Supreme Court Upholds Fine to Lohvinau
On February 10, the Supreme Court of Belarus heard the appeal of Lohvinau against the decision to fine the bookstore for “illegal entrepreneur’s activities”.
The absence of the registration as a distributor of print products in 2014 ended up with a tax inspection at the end of the year. The tax inspectors sued Lohvinau in Economic Court, which ruled to fine the bookseller 30 basic amounts (5.4 million rubles) for work without registration and to confiscate profits of the year which was claimed to be 961 million rubles.
Lohvinau pleaded for public help to raise the funds to compensate the fine and confiscation. The bookseller said the sum of money was not the profit, but the annual turnover, and the bookstore would go bankrupt, and he might face personal criminal liability. The public and literary community are keeping a marathon of solidarity; almost fourth part of the fine has been collected by now. The bookstore keeps work under another legal entity.
Last year Lohvinau applied six times to get registered as a distributor of print products (BAJ note – the obligation to register as such was introduced with the new law on publishers and distributors of print products enacted on January 1, 2014; the registration should have been obtained within a year). The last of the refusals was due to incorrect postal code indicated in the application form. Lohvinau tried to dispute the last refusal of registration of his bookstore as a distributor of print products; however, the Supreme Court supported the standing of the registering body. On January 30, the Judge of the Supreme Court Aliaksandr Pautau supported the Ministry’s point of view.

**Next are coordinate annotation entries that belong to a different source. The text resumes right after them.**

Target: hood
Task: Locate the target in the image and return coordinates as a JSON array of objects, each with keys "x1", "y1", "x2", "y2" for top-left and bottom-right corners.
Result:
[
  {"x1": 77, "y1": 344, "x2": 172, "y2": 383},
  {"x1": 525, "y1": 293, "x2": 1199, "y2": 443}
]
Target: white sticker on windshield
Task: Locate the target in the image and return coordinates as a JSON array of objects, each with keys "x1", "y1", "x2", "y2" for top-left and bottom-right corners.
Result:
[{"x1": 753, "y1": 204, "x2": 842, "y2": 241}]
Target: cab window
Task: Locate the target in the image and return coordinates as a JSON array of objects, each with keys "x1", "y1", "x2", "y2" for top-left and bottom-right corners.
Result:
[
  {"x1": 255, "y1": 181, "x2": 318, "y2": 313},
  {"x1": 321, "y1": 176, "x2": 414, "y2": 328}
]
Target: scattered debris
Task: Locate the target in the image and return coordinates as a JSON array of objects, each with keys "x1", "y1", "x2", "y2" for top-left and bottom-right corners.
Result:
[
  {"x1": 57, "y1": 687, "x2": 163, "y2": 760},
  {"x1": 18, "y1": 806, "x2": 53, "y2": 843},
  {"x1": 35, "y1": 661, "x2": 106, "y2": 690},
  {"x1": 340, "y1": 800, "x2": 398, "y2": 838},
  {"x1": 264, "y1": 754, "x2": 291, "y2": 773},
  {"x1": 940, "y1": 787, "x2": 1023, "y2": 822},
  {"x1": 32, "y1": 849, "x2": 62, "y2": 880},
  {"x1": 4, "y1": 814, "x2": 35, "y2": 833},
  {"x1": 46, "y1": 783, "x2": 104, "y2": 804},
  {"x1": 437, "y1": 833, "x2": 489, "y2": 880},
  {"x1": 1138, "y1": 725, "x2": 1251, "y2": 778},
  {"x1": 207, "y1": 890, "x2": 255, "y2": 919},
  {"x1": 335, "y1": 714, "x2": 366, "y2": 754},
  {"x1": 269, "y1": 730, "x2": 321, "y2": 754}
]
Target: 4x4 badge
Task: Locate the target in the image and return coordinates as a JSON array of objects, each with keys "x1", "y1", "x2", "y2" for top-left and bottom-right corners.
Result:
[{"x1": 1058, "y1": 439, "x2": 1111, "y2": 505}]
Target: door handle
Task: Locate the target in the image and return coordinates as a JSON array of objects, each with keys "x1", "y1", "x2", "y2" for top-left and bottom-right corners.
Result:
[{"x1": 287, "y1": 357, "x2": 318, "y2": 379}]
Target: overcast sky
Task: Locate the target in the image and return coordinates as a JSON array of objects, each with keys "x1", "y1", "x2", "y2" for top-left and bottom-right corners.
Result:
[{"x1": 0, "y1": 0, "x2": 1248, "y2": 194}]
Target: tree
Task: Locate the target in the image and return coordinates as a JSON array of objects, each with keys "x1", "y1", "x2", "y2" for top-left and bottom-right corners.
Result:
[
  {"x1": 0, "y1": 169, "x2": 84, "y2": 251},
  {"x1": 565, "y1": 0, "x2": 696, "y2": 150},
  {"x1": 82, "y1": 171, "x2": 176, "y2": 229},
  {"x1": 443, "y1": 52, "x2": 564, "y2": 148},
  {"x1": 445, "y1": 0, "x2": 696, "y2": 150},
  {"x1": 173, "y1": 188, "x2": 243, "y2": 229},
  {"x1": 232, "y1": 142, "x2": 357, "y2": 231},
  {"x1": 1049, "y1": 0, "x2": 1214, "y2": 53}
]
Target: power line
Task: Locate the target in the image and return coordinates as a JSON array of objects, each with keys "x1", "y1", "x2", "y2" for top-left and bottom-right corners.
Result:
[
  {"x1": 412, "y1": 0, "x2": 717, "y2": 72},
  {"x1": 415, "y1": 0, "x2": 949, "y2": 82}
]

Earlier, in 2013 the Ministry of Information terminated Lohvinau’s license as a publisher. The pretext for the sanction was decision of Ashmiany district court that the photo album Belarus Press Photo 2011, published by Lohvinau, contained extremist contents. The court decision on the photo album was denounced by reporters’ professional community. Lohvinau, in his turn, argued that he could not foresee a year before that the album could be claimed extremist, but this did not matter, and the Supreme Economic Court upheld the Ministry’s decision to rip the publisher off the publishing license. In February 2014, Lohinau registered an organization Literary House Lohvinau in Vilnius, as he hoped, temporarily.